Methodology: MEDLINE (1946-2021), EMBASE (1974-2021), and the Cochrane Library were searched on 16th November 2021 to identify articles that reported endoscopic findings of patients with documented allergy who had undergone nasal endoscopy. The review followed the Cochrane Handbook for Systematic Reviews of Diagnostic Test Accuracy. Meta-analysis was performed by pooling sensitivities and specificities using the hierarchical summary receiver operating characteristics model.
Results: A total of 4108 articles were identified, of which 15 manuscripts met the inclusion criteria. The included studies involved 4660 patients who had undergone nasal endoscopy. Middle turbinate (diffuse/polypoid) oedema (sensitivity 58.0%, specificity 84.5%), watery secretions (sensitivity 65.7%, specificity 76.5%), inferior turbinate hypertrophy (sensitivity 86.2%, specificity 32.2%), and unspecified turbinate hypertrophy (sensitivity 82.0%, specificity 42.9%) were identified as the features with the highest predictive value of inhalant allergy.

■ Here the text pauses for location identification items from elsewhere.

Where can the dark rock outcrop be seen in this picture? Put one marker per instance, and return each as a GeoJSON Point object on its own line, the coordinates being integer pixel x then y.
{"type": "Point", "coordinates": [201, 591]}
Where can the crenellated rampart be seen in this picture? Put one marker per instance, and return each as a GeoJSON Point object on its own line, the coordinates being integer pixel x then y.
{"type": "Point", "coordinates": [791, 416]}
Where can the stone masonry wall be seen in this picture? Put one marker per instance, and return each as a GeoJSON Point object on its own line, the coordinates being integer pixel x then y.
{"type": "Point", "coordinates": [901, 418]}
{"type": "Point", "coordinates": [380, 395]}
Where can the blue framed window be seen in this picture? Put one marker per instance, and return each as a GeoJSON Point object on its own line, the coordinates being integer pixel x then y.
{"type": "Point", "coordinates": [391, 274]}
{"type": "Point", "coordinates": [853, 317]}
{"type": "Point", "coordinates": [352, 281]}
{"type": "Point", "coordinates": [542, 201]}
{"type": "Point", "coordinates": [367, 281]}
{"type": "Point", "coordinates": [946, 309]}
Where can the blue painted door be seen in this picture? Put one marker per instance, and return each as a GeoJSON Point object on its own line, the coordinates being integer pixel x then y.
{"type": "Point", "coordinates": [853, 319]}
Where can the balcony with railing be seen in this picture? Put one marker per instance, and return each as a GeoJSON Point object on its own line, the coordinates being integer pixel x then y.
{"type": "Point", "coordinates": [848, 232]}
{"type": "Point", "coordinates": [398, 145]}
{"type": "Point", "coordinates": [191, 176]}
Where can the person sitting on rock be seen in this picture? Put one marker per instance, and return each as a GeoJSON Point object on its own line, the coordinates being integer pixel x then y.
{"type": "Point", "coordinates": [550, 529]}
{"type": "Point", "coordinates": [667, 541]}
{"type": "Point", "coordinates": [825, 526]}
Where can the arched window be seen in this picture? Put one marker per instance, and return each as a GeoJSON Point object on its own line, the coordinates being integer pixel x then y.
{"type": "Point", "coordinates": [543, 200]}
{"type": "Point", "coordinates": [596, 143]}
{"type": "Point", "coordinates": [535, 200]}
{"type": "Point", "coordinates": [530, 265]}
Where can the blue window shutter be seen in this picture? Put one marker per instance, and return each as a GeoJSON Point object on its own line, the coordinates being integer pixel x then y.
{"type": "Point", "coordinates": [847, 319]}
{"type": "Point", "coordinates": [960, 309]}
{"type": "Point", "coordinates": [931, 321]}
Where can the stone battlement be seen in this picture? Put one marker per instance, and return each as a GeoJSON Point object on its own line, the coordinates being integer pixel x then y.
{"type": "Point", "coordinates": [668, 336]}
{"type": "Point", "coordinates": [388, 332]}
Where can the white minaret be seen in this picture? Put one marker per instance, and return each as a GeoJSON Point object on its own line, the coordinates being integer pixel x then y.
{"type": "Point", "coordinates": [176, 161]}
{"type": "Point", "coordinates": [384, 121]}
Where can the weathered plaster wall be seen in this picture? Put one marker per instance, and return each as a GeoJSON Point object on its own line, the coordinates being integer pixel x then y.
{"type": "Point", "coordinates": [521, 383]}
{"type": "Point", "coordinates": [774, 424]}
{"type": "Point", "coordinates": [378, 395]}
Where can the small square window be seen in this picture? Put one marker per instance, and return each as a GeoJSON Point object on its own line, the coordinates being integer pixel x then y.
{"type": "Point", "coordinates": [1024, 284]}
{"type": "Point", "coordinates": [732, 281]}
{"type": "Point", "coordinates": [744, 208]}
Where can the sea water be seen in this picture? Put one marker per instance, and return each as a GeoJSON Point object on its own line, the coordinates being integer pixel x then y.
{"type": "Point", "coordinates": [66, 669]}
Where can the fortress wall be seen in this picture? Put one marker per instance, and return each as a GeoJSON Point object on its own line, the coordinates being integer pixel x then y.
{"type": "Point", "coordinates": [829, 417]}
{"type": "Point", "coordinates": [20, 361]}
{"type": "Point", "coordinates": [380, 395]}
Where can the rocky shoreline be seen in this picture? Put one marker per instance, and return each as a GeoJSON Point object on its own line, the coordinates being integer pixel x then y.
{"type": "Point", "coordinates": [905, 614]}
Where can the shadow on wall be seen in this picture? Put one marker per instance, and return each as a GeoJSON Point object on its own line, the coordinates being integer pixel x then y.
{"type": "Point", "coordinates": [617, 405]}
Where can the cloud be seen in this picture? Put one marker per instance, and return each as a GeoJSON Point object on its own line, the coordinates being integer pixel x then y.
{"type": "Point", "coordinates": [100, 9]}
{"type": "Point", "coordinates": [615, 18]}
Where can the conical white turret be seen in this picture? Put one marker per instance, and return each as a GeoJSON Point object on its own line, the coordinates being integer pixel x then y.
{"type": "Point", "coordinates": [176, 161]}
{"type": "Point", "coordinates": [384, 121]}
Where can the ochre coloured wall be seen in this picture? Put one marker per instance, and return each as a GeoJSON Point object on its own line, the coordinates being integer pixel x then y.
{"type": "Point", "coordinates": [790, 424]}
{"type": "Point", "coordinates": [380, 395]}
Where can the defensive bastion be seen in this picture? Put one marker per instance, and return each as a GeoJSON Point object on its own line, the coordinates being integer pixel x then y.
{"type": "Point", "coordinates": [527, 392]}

Conclusions: Diffuse or polypoid oedema of the middle turbinate or watery secretions seen on nasal endoscopy can be a useful adjunct in the identification and diagnosis of inhalant allergy. These clinical features should be part of the diagnostic workup for patients that includes a clinical history and surrogate markers of allergic sensitisation from the skin and serum.